For a second, I thought we might have a problem. Dorina came off the wall before I fully registered hitting it, in a liquid motion I couldn’t track, despite being in the body making it. And, suddenly, we were back across the room, a hand gripping the now standing Marlowe’s throat, her face in his.
But then something strange happened.
Really strange.
Our hand on his throat softened, and curved around the back of his neck, and our other hand, the one that had somehow grabbed a knife in all that, slowly slid it back into its sheath. For a second, no one spoke, not me, not Dorina—and not Marlowe. He was standing there, red-faced and furious, but also strangely off balance, with a weird expression in those dark eyes.
Which only increased when Dorina abruptly let him go and stepped back.
“My apologies,” she said quietly.
And then she was gone.
Chapter Two
Dorina’s abrupt departure left me staggering, and then sitting down hard on top of a very unforgiving corpse. It had a gun in its hand, and I guess a finger had been on the trigger, because the damned thing went off. A bullet went ricocheting around the room, sparking off bricks and causing the vamps to curse and the mage to shield, and me and Marlowe to just stay there, staring at one another. Until it hit a guy who wasn’t likely to complain about it, considering that he’d already been riddled by a dozen others.
And for some reason, that broke the mood.
Whatever the hell it had been.
After a moment, Marlowe offered me a hand up, and asked if I was all right. Which made me wonder if he was, because solicitous was not the word I’d use for the consul’s chief spy. But he seemed a little thrown off kilter, and so was I, since I wasn’t in the
habit of Dorina just . . . coming out like that.
For centuries, she hadn’t been able to, being trapped behind the wall that Mircea had built to separate us. She emerged only when I was asleep or unconscious, or when my mental state was compromised due to rage, fear, or the adrenaline spike of battle. For a long time, I hadn’t even realized that we were separate people, but had just thought of her as the Hyde to my Jekyll, the vampire alter ego who liked battle and mayhem and never missed a fight.
But ever since the barrier fell, we’d been having a few moments, slowly getting to know each other. It was exciting, after all these years, to finally understand a little more about myself; but it was also disturbing and not remotely normal, not that I’d ever known what normal was.
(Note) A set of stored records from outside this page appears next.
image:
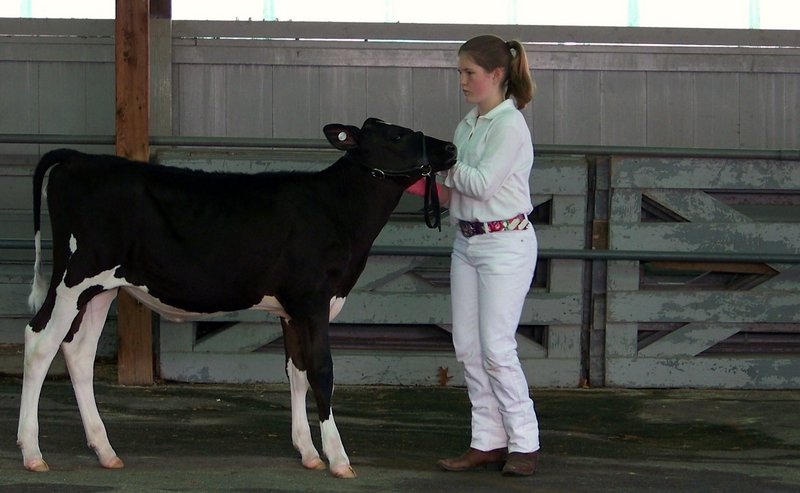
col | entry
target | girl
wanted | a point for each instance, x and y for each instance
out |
(494, 253)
But I definitely didn’t anymore.
So it was kind of a relief to look up from brushing myself off and find Marlowe on the other side of the room, talking to his mage.
Alright, then.
Okay.
Back to work.
Ten minutes later, I sat staring at the body I’d just finished examining, which had the same puzzling omission as the last four. “Where are all the bullets?” I asked, but the corpse just stared mutely back.
Of course, that wasn’t true of someone else.
“What bullets?” Marlowe demanded, even though I’d mainly been talking to myself.
I looked up. “That’s what I mean: there aren’t any.”
“Of course there are!” He strode back over.
I didn’t say anything, just poked around some more in a hole on the guy’s thigh. There was no an exit wound, probably because the bullet had hit the femur and bounced off, burying itself in the meat behind his knee. Only it hadn’t. The channel was there, I could follow the path the hot lead had torn easily enough with a finger, but there was no slug at the end of it. Just more meat.
I sat back on my heels. “Uhn uh.”
Marlowe muttered something and squatted beside the corpse. “You think you’d know better than this by now,” he told me, searching around inside the vamp’s hairy leg. “We heal faster than you. A round sometimes gets lodged inside one of us because we heal over it before we can get out of a fight.”